Неудача с межеванием порубежных лапландских земель расстроила овлуйского державца. Он никак не предполагал, что так успешно начатая прокладка
Бальтазару Беку пришлось долго ждать возвращения офицера, начальствовавшего дворцовым караулом в летней королевской резиденции. Уже успели смениться часовые-гвардейцы в красных мундирах, стоявшие у парковых ворот, а караульный офицер все не появлялся. Чувство близкой беды кинуло в жар наместника Норланда.
– Похоже, нас не очень здесь ждали, ротмистр, - растерянно произнес Бальтазар Бек.
– Наверно, какие-то более важные дела занимают властелина всех шведов, - невозмутимо проговорил в ответ Пер Клементсон.
Колокола дворцового собора оповестили о вечерней службе, когда появился караульный офицер.
– Его величество король занят, - сухо сказал он.
– Преславный король наш Карл примет наместника Норланда завтра утром. А до завтра вас разместят в дворцовых покоях.
Офицер приказал своим гвардейцам отвести лошадей наместника и ротмистра Пера Клементсона в дворцовую конюшню и проводил их за ворота королевской резиденции.

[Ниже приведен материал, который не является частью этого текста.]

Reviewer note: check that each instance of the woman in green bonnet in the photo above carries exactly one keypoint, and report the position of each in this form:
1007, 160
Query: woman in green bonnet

Королю Свеи Карлу Девятому действительно не было дела до наместника Норланда и далекой Лапландии. Его целиком в тот день занимали дела более близкие и важные, касавшиеся соседней недружественной Дании. Только недавно закончились военные действия против датских войск. Король Карл считал, что порт Кальмар датскому королю Христиану удалось захватить путем обмана и предательства. Он был в ярости оттого, что его кораблям датчане закрыли путь в Зунд и выход в океанские просторы для плавания в далекие земли. Карл неистовствовал от обиды, нанесенной ему властелином соседней державы. Он не принимал никого.
Королевская ярость не знала пределов. И не было выхода ей. Требовалась сатисфакция*. Но каким образом это можно устроить? "Король Христиан как истинный рыцарь не может не принять мой вызов, - размышлял Карл.
– Но не будет ли это курьезом в глазах моих подданных? И как примут этот картель** властелины соседних держав? Не стану ли я посмешищем в глазах других королей? Нет, властелин огромной державы, с мечом в руке выступивший защищать свою честь и интересы государства, не может стать посмешищем, - думал король.
– Но Христиан Четвертый значительно моложе меня, а датские короли с малолетства приучаются искусству фехтования... Но бог на моей стороне и не даст мне погибнуть... Он поможет мне покарать нечестивца, сидящего на троне".
_______________
* Удовлетворение.
** Вызов на поединок.
Карл Девятый решительным шагом мерил просторный тронный зал с высоким сводчатым потолком. У него мерзли руки, и он время от времени потирал ими, чтобы разогреть старческую кровь. Иногда останавливался ненадолго посреди зала и, пряча подбородок в куний мех воротника, задумчиво смотрел в высокое стрельчатое окно, забранное слюдой. За окном полыхали золотым пожаром двухсотлетние дубы на аллеях дворцового парка.
Сев за письменный стол, Карл придвинул к себе лист пергамента, макнул в чернила перо и стал писать.